John R. Thayer

John Randolph Thayer ( born March 9, 1845 in Douglas, Worcester County, Massachusetts, † December 19, 1916 in Worcester, Massachusetts ) was an American politician. Between 1899 and 1905 he represented the state of Massachusetts in the U.S. House of Representatives.

Career

John Thayer attended the common schools and the Nichols Academy in Dudley. Then he studied until 1869 at Yale College. After a subsequent law degree in 1871 and its recent approval as a lawyer, he began to work in Worcester in this profession. At the same time he proposed as a member of the Democratic Party launched a political career. Between 1874 and 1876, and again from 1878 to 1880 he sat in the council of his hometown. For 15 years he was curator of the Nichols Academy. In the years 1880 and 1881 he was a member of the House of Representatives from Massachusetts. In 1886, Thayer competed unsuccessfully for the office of mayor of Worcester. From 1890 to 1891 he was a member of the Massachusetts Senate. In 1892, he ran unsuccessfully for Congress yet.

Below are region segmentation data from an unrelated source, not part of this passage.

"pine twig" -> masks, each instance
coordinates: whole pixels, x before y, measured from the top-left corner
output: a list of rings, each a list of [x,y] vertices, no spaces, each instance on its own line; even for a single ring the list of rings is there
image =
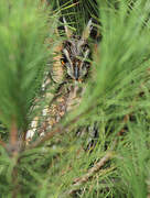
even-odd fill
[[[87,183],[90,177],[94,176],[95,173],[97,173],[109,160],[111,160],[114,156],[114,153],[110,151],[108,152],[98,163],[92,167],[88,173],[83,175],[82,177],[75,178],[74,184],[71,186],[71,189],[65,191],[63,196],[60,198],[66,197],[68,195],[72,195],[77,188],[79,188],[83,184]]]

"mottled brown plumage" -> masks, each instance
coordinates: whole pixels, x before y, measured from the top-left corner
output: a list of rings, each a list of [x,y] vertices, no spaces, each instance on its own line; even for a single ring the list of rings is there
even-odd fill
[[[42,98],[46,105],[43,107],[41,114],[36,116],[31,122],[26,133],[26,142],[35,133],[44,135],[46,131],[62,120],[66,112],[74,110],[81,103],[86,87],[85,84],[84,86],[81,86],[81,84],[85,81],[90,67],[88,36],[92,20],[82,36],[71,34],[65,19],[64,25],[67,40],[55,47],[53,65],[50,72],[52,78],[46,74],[42,85],[44,92]],[[55,88],[55,94],[52,94],[49,91],[49,87],[52,89],[54,84],[57,85],[57,88]],[[34,109],[36,108],[38,106]]]

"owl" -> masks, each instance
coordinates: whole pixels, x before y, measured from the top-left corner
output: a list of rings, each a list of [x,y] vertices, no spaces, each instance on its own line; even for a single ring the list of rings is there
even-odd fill
[[[47,102],[41,116],[36,116],[30,124],[25,138],[28,143],[35,133],[40,136],[44,135],[65,117],[66,112],[74,110],[81,103],[85,91],[92,66],[92,47],[88,37],[93,30],[93,19],[88,21],[82,35],[71,32],[65,18],[63,25],[66,38],[55,47],[52,68],[42,84],[44,91],[42,98]],[[84,86],[81,86],[83,84]],[[49,86],[51,89],[52,86],[57,86],[54,88],[54,94],[49,91]],[[36,109],[38,106],[34,108]]]

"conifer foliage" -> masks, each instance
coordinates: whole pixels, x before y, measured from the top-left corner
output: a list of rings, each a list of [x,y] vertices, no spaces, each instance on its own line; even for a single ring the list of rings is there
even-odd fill
[[[0,197],[150,197],[149,14],[149,0],[0,0]],[[81,106],[26,145],[62,15],[77,33],[94,18],[101,41]],[[93,123],[85,150],[74,132]]]

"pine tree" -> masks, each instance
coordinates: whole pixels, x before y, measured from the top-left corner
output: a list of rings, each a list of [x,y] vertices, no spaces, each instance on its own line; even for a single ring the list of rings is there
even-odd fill
[[[149,7],[148,0],[0,1],[0,197],[150,196]],[[94,74],[79,108],[26,145],[32,107],[63,40],[55,35],[61,15],[78,33],[88,18],[98,21]],[[74,131],[94,122],[98,141],[85,151]]]

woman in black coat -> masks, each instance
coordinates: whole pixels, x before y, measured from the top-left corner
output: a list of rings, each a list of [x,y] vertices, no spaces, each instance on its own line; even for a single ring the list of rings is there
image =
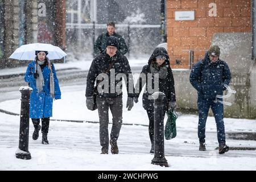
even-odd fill
[[[158,86],[157,82],[158,82]],[[154,153],[154,100],[151,98],[151,95],[158,91],[164,93],[166,95],[165,112],[176,106],[174,76],[170,67],[169,56],[164,48],[155,48],[148,60],[148,64],[143,67],[135,86],[134,97],[135,103],[138,102],[139,93],[145,84],[142,104],[143,108],[147,111],[149,120],[148,132],[151,142],[150,153]],[[150,85],[148,84],[152,85],[151,88],[148,87]]]

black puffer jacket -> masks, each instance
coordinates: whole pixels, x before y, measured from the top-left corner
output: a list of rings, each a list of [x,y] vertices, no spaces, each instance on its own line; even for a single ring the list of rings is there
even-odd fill
[[[136,97],[139,97],[139,93],[141,92],[142,88],[146,84],[145,90],[142,97],[143,106],[146,110],[154,110],[154,100],[149,99],[150,98],[150,98],[148,98],[148,96],[151,96],[153,93],[152,93],[152,90],[148,90],[148,84],[150,84],[150,82],[152,82],[152,88],[154,88],[155,81],[154,74],[151,77],[150,77],[152,81],[148,80],[148,75],[149,73],[151,73],[150,71],[150,65],[152,62],[154,62],[155,61],[155,57],[157,56],[163,55],[165,55],[166,59],[162,66],[165,67],[167,68],[167,70],[168,71],[168,75],[166,78],[164,79],[161,79],[160,78],[159,78],[159,87],[158,88],[156,88],[158,90],[157,91],[163,92],[166,94],[166,104],[165,109],[167,109],[168,102],[169,101],[176,101],[174,76],[172,75],[172,69],[170,67],[169,56],[168,55],[167,52],[164,48],[156,48],[150,56],[150,58],[148,60],[148,64],[145,65],[143,67],[142,71],[141,73],[144,74],[146,75],[146,82],[142,81],[142,77],[140,77],[140,78],[137,81],[135,86],[136,89],[135,96]]]
[[[107,73],[109,80],[109,89],[106,89],[108,90],[107,92],[100,93],[99,96],[102,97],[113,98],[122,95],[121,92],[122,86],[119,86],[120,83],[122,82],[122,75],[125,75],[126,77],[126,85],[129,85],[129,82],[130,81],[133,83],[131,68],[126,57],[117,51],[116,54],[114,56],[110,57],[109,55],[106,53],[105,51],[103,53],[97,55],[92,61],[88,75],[87,75],[86,89],[85,93],[86,97],[90,97],[93,95],[94,85],[96,78],[101,73],[105,73],[106,72],[106,71],[109,68],[110,63],[113,60],[115,60],[115,63],[112,68],[114,69],[113,71],[114,70],[114,75],[113,74],[114,72],[112,72],[112,70]],[[123,75],[122,75],[119,73],[123,73]],[[129,76],[129,75],[130,77]],[[102,75],[101,74],[101,75]],[[110,75],[112,76],[111,78]],[[99,77],[98,77],[98,78],[99,78]],[[105,80],[105,81],[106,81],[106,80]],[[100,82],[100,81],[97,79],[96,82],[97,85],[98,85],[99,82]],[[104,81],[102,81],[101,84],[103,84],[104,82]],[[117,86],[118,84],[118,85]],[[121,89],[119,91],[121,90],[121,92],[119,92],[118,90],[117,90],[118,92],[117,92],[117,90],[115,89],[117,88],[120,88]],[[133,97],[133,86],[130,88],[130,92],[129,92],[129,87],[126,86],[126,88],[128,93],[128,97]]]

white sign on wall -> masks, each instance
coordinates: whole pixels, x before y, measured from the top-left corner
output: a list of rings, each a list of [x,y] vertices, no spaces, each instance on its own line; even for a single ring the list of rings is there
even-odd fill
[[[195,11],[175,11],[175,20],[193,20]]]

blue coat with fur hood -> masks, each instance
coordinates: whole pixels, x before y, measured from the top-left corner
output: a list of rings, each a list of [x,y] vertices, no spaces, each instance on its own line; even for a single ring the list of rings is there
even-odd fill
[[[34,77],[35,73],[35,61],[28,64],[25,73],[24,80],[32,88],[33,91],[30,95],[30,118],[43,118],[52,116],[53,98],[50,95],[50,72],[48,64],[42,71],[44,81],[43,90],[38,93],[36,88],[36,79]],[[55,69],[52,63],[51,63],[54,80],[55,96],[54,98],[60,99],[61,92],[59,81],[56,75]]]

In the congressional elections of 1898, Thayer was but then in the third electoral district of Massachusetts in the U.S. House of Representatives in Washington DC chosen, where he became the successor of Joseph H. Walker on March 4, 1899. After two re- election he was able to complete in Congress until March 3, 1905 three legislative periods. In 1904, he renounced a new Congress candidacy. After the end of his time in the U.S. House of Representatives John Thayer practiced as a lawyer again. He died on 19 December 1916 in Worcester.